今回はイオン(8267)について、配当金や株主優待、株価もあわせた「1年前に100株を買った人の本当のリターン」を確認します。

※記事中で記載の株価は全て終値となっています。
※株式分割の影響は全て遡及修正して株価を調整しています。

1. イオン(8267)の配当金のリターンはいくらか

イオンの株式を1年前に買い、持ち続けたとすると、「2023年2月期の中間配当と2023年2月期の期末配当」の計2回を受け取ることができます。
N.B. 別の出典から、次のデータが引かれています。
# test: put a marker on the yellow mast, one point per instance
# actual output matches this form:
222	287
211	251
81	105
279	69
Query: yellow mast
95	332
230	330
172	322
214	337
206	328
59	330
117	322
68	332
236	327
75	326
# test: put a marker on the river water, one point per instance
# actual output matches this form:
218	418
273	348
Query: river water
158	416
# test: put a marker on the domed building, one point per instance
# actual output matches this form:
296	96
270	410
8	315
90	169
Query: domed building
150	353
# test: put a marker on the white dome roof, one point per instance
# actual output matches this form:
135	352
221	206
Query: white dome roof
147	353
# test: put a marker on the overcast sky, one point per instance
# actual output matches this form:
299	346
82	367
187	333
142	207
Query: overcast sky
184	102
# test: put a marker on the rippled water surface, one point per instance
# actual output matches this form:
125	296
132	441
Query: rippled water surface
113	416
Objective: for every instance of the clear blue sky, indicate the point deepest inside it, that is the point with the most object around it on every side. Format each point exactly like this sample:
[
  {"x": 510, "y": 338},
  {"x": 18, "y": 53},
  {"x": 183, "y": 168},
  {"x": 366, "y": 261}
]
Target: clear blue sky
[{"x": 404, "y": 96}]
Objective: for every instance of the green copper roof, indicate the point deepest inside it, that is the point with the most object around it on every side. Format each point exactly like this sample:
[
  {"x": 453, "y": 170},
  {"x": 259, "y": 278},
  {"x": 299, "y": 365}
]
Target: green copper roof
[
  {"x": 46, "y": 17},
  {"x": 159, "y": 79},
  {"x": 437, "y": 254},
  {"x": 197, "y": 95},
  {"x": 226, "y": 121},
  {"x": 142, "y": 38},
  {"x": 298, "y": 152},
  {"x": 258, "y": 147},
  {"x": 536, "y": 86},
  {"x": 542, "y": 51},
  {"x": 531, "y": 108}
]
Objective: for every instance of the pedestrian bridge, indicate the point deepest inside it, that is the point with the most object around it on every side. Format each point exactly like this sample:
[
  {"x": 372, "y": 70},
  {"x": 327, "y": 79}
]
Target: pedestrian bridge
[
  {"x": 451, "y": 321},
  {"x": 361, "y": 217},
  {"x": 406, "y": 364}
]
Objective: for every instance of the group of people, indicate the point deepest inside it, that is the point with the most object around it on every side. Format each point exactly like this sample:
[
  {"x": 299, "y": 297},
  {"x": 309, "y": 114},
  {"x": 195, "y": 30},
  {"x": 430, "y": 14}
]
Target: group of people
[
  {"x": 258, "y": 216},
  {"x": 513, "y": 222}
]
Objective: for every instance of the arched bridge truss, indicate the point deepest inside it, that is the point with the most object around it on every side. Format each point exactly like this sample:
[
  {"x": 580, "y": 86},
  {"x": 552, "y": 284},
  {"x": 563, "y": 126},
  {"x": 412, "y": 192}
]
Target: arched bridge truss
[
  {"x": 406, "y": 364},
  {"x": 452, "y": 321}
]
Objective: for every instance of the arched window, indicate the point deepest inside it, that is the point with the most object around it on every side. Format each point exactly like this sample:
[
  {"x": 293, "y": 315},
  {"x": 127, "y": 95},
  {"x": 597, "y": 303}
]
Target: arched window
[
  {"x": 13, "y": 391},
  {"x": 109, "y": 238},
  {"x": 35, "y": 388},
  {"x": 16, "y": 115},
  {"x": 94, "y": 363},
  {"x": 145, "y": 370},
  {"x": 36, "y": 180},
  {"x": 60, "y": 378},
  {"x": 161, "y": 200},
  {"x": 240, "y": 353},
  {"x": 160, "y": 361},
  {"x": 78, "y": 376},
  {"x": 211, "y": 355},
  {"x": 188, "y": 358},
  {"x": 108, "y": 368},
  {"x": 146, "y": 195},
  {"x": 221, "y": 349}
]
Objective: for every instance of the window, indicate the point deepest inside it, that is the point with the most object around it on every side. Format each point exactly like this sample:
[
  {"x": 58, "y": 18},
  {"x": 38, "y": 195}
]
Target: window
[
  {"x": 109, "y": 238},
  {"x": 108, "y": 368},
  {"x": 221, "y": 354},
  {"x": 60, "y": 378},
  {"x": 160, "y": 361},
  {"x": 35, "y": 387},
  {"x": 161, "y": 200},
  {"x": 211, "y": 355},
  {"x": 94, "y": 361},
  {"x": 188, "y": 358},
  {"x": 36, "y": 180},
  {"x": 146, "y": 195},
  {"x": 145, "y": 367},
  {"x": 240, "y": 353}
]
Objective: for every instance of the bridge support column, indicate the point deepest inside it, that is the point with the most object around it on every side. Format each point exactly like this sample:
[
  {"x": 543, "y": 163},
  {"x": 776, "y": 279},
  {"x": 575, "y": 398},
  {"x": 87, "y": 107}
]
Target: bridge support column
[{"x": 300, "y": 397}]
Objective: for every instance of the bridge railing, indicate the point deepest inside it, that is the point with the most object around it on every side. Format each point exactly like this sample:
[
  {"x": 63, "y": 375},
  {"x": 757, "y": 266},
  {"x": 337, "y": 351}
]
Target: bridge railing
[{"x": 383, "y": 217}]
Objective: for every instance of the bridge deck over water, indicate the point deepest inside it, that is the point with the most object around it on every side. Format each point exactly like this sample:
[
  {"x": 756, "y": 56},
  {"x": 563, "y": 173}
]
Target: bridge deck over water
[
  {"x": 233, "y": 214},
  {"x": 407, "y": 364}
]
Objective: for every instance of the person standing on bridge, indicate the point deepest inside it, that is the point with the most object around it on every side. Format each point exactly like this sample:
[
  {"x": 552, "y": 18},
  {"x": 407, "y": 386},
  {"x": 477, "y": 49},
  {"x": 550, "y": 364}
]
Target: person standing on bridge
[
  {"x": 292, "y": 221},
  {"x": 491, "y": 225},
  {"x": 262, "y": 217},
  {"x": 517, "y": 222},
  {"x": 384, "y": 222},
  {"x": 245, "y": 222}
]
出所:イオン株式会社「2023年2月期 決算短信[日本基準](連結)」

なお、配当基準日を迎えた時点でリターンが確定したとします。

今回の検証では、以下のような想定となります。

  • 株式の取得日:2022年6月14日 
  • 株式の取得価格:2202円(取得日の終値)
  • 2023年2月期・中間配当:18円 
  • 2023年2月期・期末配当:18円
  • 100株ベースの配当金のリターン:3600円

それでは次に、株主優待のリターンを計算していきます。

2. イオンの株主優待のリターンはいくらか

イオンは決算期(2月28日)現在、100株以上保有する方に向けて優待カード(オーナーズカード)を提供しています。

出所:イオン株式会社「株主優待制度」

買い物時にオーナーズカードを提示することで、買い物金額の一部が返金されます。返金率は保有株数によって異なり、100株保有の場合は3%です。

  • 100~499株:3%
  • 500~999株:4%
  • 1000~2999株:5%
  • 3000株以上:7%

株主優待の経済価値は買い物金額によって異なるため、優待のリターンは0円とします。

3.  イオンの株式投資のトータル・リターンはいくらか

以上、配当金と株主優待のリターンについて振り返ってきました。

次に、株価変動によるリターンを計算します。

  • 株式の取得日:2022年6月14日
  • 株式の取得価格:2202円(取得日の終値)
  • 取得から1年後の日付:2023年6月14日
  • 1年後の株価の終値:2821円
  • 100株ベースの株価変動によるリターン:+6万1900円

そして最後に、トータル・リターンを計算します。

  • 配当金のリターン:3600円
  • 株主優待のリターン:0円
  • 株価変動によるリターン:+6万1900円
  • トータル・リターン(金額ベース):+6万5500円
  • トータル・リターン(%ベース):+29.7%

トータル・リターンは金額ベースで+6万5500円でした。

4. イオンの配当推移を確認

イオンの株式の年間リターンは+29.7%でした。

最後にイオンの配当金の推移を確認しましょう。

出所:イオン株式会社「配当状況」

今回確認したように、「配当金」「株主優待」「株価変動」に分けて考えると、より具体的なリターンを把握しやすくなります。

株式投資をする際は、配当金や株主優待の内容だけではなく、株価動向もしっかり確認しましょう。